An analysis by the U.S. Preventive Services Task Force of 1,174 studies on the effectiveness of behavioral counseling sheds light on what techniques work. The analysis found that programs that combine education with counseling or group sessions and additional support through the phone or the Internet, yield better outcomes than programs that don't have these.

Those three things are just what Ekorenrud's weight loss program offers. And they're also the basis of the Free & Clear® Quit for Life™ tobacco treatment program.

Karla Darrell successfully ended a decade-long smoking habit with the Quit for Life program. She learned to avoid bars where she used to smoke (when it was still allowed), to select a non-smoking buddy she could hang out with or talk to when she was overwhelmed with an urge to light up, and to stock plenty of supplies she needed to quit — such as nicotine patches. In previous attempts to quit, Darrell says she'd invariably run out of her patch supply, and would start smoking again before she could buy more.

Darrell also learned to call for additional help when she needed it. The latter was via a phone-based Quit Coach® that's part of the Quit for Life Program. "The coach would talk about what my triggers were, how I was feeling, and what I could change to make my cravings go away," recounts Darrell, who's been smoke-free for two years now.

Research has also shown that it's important to tailor behavior change programs to the individual. For instance, before he began trying to lose weight, Ekorenrud used to frequent the drive-through windows of fast food places, and then eat in his car. And he often skipped breakfast, which caused him to overeat later in the day. His weight loss program took those unique habits into account. He also learned new behaviors: how to control portion size, add more vegetables into his diet, and build regular exercise into his day. All of these things were reinforced via the program's education, coaching, and group sessions. Together, they supported his desire to overhaul his habits and helped him achieve real behavior change. A vacation recently tested his resolve. "We just returned from a cruise where I did not gain any weight and now am back to my weight loss program in earnest," Ekorenrud says.

Group Health employee Leslie Donat, 44, found similar resolve in her quest for weight loss. Through Weight Watchers — another program that uses education, support, and offers an online component — she's lost 86 pounds. Donat says the program nudged her to eat appropriately sized portions of food. "I learned that half of a frozen pizza is not one serving," she says. She also learned how to work exercise into her life, and to understand what triggered her to overeat.

The support of weekly meetings and online chat groups helps her stick to behavior changes. Now, before she puts food into her mouth, Donat asks herself: "Do I really want it and will it taste good? Is it really worth it to have that food?" Overall, her outlook has changed. "For me, being healthy is now more important than having a piece of cake every time I see it."
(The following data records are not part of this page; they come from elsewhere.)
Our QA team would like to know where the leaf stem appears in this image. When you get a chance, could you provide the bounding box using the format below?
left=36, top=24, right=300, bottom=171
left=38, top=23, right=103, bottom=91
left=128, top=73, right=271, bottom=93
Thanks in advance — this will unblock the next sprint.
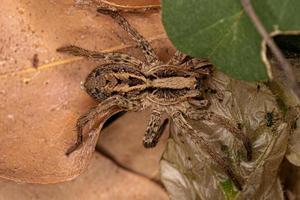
left=241, top=0, right=300, bottom=99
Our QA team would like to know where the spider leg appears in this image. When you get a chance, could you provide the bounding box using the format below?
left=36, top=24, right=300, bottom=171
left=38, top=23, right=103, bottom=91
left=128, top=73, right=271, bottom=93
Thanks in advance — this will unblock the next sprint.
left=66, top=96, right=138, bottom=156
left=172, top=111, right=242, bottom=190
left=143, top=110, right=168, bottom=148
left=56, top=45, right=145, bottom=68
left=186, top=109, right=252, bottom=161
left=168, top=50, right=191, bottom=66
left=97, top=7, right=161, bottom=65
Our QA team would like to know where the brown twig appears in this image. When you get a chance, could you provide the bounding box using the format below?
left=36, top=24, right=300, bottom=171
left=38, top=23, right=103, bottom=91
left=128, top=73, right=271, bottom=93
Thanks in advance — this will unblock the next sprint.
left=241, top=0, right=300, bottom=98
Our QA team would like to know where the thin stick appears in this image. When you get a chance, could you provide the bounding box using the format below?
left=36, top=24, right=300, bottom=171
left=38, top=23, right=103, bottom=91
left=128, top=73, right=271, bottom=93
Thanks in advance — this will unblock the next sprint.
left=241, top=0, right=300, bottom=98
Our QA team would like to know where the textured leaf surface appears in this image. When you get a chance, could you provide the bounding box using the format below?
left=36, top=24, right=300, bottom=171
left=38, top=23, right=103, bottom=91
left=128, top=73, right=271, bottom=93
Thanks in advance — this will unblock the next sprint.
left=162, top=0, right=300, bottom=80
left=161, top=72, right=290, bottom=200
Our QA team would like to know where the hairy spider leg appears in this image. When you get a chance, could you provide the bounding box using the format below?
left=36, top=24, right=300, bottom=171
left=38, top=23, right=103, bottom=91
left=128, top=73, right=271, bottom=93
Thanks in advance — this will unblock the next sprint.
left=167, top=50, right=191, bottom=66
left=56, top=45, right=145, bottom=69
left=143, top=110, right=168, bottom=148
left=185, top=109, right=252, bottom=161
left=172, top=111, right=242, bottom=190
left=97, top=7, right=162, bottom=65
left=66, top=95, right=139, bottom=155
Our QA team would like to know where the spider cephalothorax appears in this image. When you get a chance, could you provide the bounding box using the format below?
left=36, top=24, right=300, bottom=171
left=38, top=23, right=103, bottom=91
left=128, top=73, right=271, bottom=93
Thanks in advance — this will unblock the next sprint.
left=58, top=8, right=252, bottom=189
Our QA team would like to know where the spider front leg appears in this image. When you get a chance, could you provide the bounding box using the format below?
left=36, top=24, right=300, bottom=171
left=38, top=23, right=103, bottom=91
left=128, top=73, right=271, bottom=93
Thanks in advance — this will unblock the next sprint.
left=97, top=7, right=161, bottom=65
left=66, top=96, right=139, bottom=155
left=56, top=45, right=145, bottom=69
left=143, top=110, right=168, bottom=148
left=172, top=111, right=242, bottom=190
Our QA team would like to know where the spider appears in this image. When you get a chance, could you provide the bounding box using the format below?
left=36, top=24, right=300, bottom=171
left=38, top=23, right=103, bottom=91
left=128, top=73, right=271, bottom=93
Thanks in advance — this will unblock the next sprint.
left=57, top=8, right=252, bottom=190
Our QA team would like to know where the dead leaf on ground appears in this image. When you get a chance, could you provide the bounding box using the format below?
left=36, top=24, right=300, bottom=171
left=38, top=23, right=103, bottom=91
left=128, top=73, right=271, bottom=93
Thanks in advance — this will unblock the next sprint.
left=0, top=153, right=168, bottom=200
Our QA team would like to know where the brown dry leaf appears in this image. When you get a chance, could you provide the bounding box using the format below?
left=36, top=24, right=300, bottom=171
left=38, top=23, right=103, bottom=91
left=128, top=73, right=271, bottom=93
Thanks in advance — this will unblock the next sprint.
left=94, top=0, right=160, bottom=9
left=0, top=153, right=168, bottom=200
left=97, top=110, right=169, bottom=179
left=161, top=72, right=290, bottom=200
left=0, top=0, right=169, bottom=183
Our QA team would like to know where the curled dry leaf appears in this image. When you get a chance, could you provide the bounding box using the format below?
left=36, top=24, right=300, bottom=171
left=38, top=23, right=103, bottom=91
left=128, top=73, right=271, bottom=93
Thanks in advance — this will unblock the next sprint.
left=161, top=72, right=290, bottom=200
left=0, top=0, right=165, bottom=183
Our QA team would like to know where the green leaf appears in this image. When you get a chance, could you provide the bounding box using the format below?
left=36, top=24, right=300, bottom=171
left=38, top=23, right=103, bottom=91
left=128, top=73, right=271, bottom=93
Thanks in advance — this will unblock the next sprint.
left=162, top=0, right=300, bottom=80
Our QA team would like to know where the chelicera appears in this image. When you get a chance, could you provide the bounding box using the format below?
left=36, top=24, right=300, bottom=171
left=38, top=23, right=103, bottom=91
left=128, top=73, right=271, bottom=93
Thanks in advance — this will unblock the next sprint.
left=57, top=8, right=252, bottom=189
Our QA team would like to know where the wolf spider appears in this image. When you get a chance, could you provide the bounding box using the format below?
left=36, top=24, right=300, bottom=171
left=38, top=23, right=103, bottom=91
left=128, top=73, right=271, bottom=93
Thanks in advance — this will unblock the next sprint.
left=57, top=8, right=252, bottom=190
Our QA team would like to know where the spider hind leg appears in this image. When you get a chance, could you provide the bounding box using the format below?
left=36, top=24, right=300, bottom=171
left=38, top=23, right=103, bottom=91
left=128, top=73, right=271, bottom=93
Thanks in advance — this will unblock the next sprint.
left=143, top=111, right=168, bottom=148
Seven Steps to Behavior Change

Dr. Balderson offers these tips:

  1. Before setting goals, develop a strategy. Look at obstacles that hinder you, and how they can be overcome. If you want to exercise four days week, but child care is a barrier, figure out who will watch the kids.
  2. Set short-term and long-term goals. Long-term goals will motivate you, but short-term goals will get you there. A long-term goal might be reducing your intake of processed sugar to a specific gram level per day; your short-term goal could be to drink water instead of soda.
  3. Set specific, measurable goals. Research says this will yield better results, and you'll be more likely to stick with your program. For example, a goal of walking 30 minutes on Monday, Wednesday, and Saturday is much better than a vague "I will do more cardio."
  4. Make goals process oriented, not outcome oriented. Setting a goal of doing cardio five times a week (process) often works better than a goal of losing 5 pounds (outcome).
  5. Build in fun. If you want to exercise more, plan an activity that you enjoy.
  6. Set realistic goals. Research shows that moderately difficult goals — those that are challenging but within your capabilities — work best.
  7. Readjust. If you get sidetracked or need to change goals, cross out the old one and put in the new one.